Tentava parecer calmo, mas era difícil. Sentia cada vez mais saudades da mãe e do pai, e temia não vê-los novamente. O celular estava sem sinal há horas, desde que estava sob a nave.
Observou enquanto o monstro se alimentava mais e mais; segurando-se para não chorar. A vida como era estava acabada, e não sabia o que seria dali para frente.
Um barulho despertou-o de seus devaneios. Pegou a criatura e apertou-a junto a si.
“Vozes...” Duas ou mais pessoas. Podia ouvi-las conversando. Pareciam estar entrando pela porta lá na frente.
— Viu toda aquela luz? – Era uma voz de mulher. — O que será que aconteceu?
— Devem ter destruído a base aérea. – A segunda voz era de homem, e tinha um irritante ar desdenhoso. — Como se precisassem disso. Os aviões da base são lixo.
— Fala baixo. Pode ter alguém escondido aqui. Quer outra surpresa?
— Ah, vá se catar! – O homem parecia estar derrubando tudo o que encontrava, fazendo barulho de propósito. — Está vendo? Não tem ninguém aqui.
Cauã concentrou-se no silêncio. As vozes pareciam se aproximar. Se ficasse onde estava, seria encontrado.
Tentou sair sem fazer barulho. As prateleiras eram altas, então poderia andar sem ser visto. Encaminhou-se em direção ao fundo do supermercado.
E deu de cara com a mulher, que apareceu ao final do corredor.

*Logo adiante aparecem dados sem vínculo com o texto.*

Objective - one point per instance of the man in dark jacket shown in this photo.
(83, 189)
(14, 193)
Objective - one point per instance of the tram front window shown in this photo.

— Mas o quê? – Viu o nojo no rosto dela ao ver a bola de pelos em seu colo. — Socorro, Pedro!
Cauã deu-lhe as costas e preparou-se para correr, mas se deparou com Pedro, que tinha uma barra de ferro nas mãos.
— Mas o que é...? – recuou diante da visão da criatura, mas não vacilou. Ergueu a barra e golpeou.
O golpe arrancou a criatura de suas mãos, atirando-a ao chão e espalhando gosma por todos os lados. A típica crueldade humana misturada ao medo do desconhecido.
— Não! – Cauã gritou, antes de ser atingido na cabeça.
Caiu, zonzo. O mundo transformado em um borrão e girando...
Girando...
— Que coisa é essa? – Não sabia dizer de quem era a voz. Parecia distante... — Será que é um deles?
— Deve ser. Está se mexendo. Mate essa coisa.
— E o garoto? O que será que estava fazendo com ele?
— Devia estar controlando a mente dele ou algo assim. A gente vê esse tipo de coisa na tevê. Mata logo essa coisa.
Tentou dizer que não, impedir que seu melhor amigo fosse morto. Mas não consegui falar ou se mexer. Estava morrendo também.
Estava quase fechando os olhos quando começou a ouvir os gritos.
Devia estar delirando. Só podia estar delirando...
*
Abriu os olhos devagar, ainda meio zonzo. A criatura estava sobre seu peito, envolvendo sua cabeça com um dos tentáculos.
Estava sendo curado, o que era novidade.
— Obrigado – disse, depois de se sentar. Em seu colo, o monstro se sacudiu de leve.
Ao redor deles, em meio às mercadorias espalhadas e violadas, estavam os agressores inconscientes.
Não sabia que a criatura tinha formas de se defender. Lembrou-se do que aconteceu de manhã, quando ele ergueu a cama e sacudiu, derrubando-o. Era o máximo de força que já a havia visto demonstrar.
— Vamos embora – levantou-se, evitando olhar para os corpos – antes que mais pessoas apareçam.
Até que encontrasse os pais, Cauã sabia que seria apenas ele e seu amigo.
Era o seu segredo, seu monstro debaixo da cama.
Monstro? Talvez. Mas sabia que não deveria temê-lo.
Porque os verdadeiros monstros nasciam e cresciam na Terra, aos milhões, todos os dias.






Então, o que acharam? Opiniões são sempre bem vindas.

"Melhor Amigo" foi o meu primeiro conto publicado. A antologia Monstros Entre Nós foi organizada pelo Davi Paiva, e teve como temática explorar a relação entre humanoides e criaturas monstruosas. Além do texto acima, a coletânea conta com mais treze contos de diferentes autores.